Eeyore: Realistic Depression Simulation via Supervised and Preference Optimization

📝 Paper Summary

User modeling (Clinical simulation) Safety alignment vs. Realism

Eeyore simulates realistic depression by aligning an 8B model to structured psychological profiles using a two-stage preference optimization process that generates negative training samples via profile noise injection.

Core Problem

General-purpose LLMs are optimized for safety and positivity, preventing them from authentically simulating the negative thought patterns, cognitive distortions, and self-harm ideation required for realistic clinical training.

Why it matters:

Novice counselors need realistic practice environments, but current LLM simulations are overly sanitized and fail to represent the severity of mental health conditions
Prompt engineering alone cannot overcome the inherent safety biases of models like GPT-4, leading to inauthentic 'perfect patient' interactions
Existing datasets lack the structured psychological metadata needed to control specific symptom manifestations (e.g., moderate vs. severe depression)

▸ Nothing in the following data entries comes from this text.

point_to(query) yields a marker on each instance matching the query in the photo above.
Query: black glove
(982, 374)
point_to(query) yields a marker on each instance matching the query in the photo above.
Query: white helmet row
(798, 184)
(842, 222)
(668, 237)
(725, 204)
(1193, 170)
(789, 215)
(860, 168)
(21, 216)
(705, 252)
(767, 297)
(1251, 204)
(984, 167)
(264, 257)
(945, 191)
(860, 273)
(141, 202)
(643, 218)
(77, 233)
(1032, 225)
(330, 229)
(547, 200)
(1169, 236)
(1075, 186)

Concrete Example: When simulating a depressed client, a standard LLM might refuse to express hopelessness or self-harm ideation due to safety filters, whereas a real client with 'severe depression' would exhibit these traits. Eeyore uses a structured profile to force the model to adhere to these darker traits.

Key Novelty

Profile-Noise Augmented Preference Optimization

Uses a structured psychological profile (symptoms, severity, demographics) to guide model behavior via instruction tuning
Generates DPO (Direct Preference Optimization) negative samples by artificially injecting 'noise' into the profile (e.g., swapping 'severe' for 'mild') to force the model to distinguish between profile-compliant and slightly deviated responses
Integrates a second stage of expert-annotated preferences to calibrate the model against human clinical judgment

Architecture

The three-stage framework: (1) Language-Specific Alignment (Data Curation), (2) Profile-Guided Role-Playing (SFT), and (3) Iterative Preference Optimization (DPO).

Evaluation Highlights

96.0% of model-generated attributes comply with the assigned psychological profile according to a GPT-4o verifier
85.2% of extracted depression traits in the training data were verified as accurate by clinical experts
82.0% of expert annotations in the second stage indicated a clear preference for one response over another, facilitating effective preference learning

Breakthrough Assessment

8/10

Significant methodology for overcoming safety refusal in clinical simulation. The profile-noise DPO strategy is a clever solution to the 'model is too good to sample negatives' problem.

⚙️ Technical Details

Problem Definition

Setting: Role-play simulation conditional on a structured psychological profile

Inputs: System prompt containing psychological profile (demographics, symptoms, severity) + Conversation history

Outputs: Patient response y consistent with the profile

Pipeline Flow

Data Curation: Mine conversations -> Extract Profiles -> Rebalance
Phase 1: Instruction Tuning (SFT) on profile-dialogue pairs
Phase 2: DPO with Model-Generated Preferences (Profile Noise)
Phase 3: DPO with Expert-Annotated Preferences

System Modules

Profile Extractor

Extract structured depression traits from raw conversation text

Model or implementation: GPT-4o

Eeyore (SFT)

Learn to generate responses conditional on profiles

Model or implementation: 8B model (Instruction Tuned)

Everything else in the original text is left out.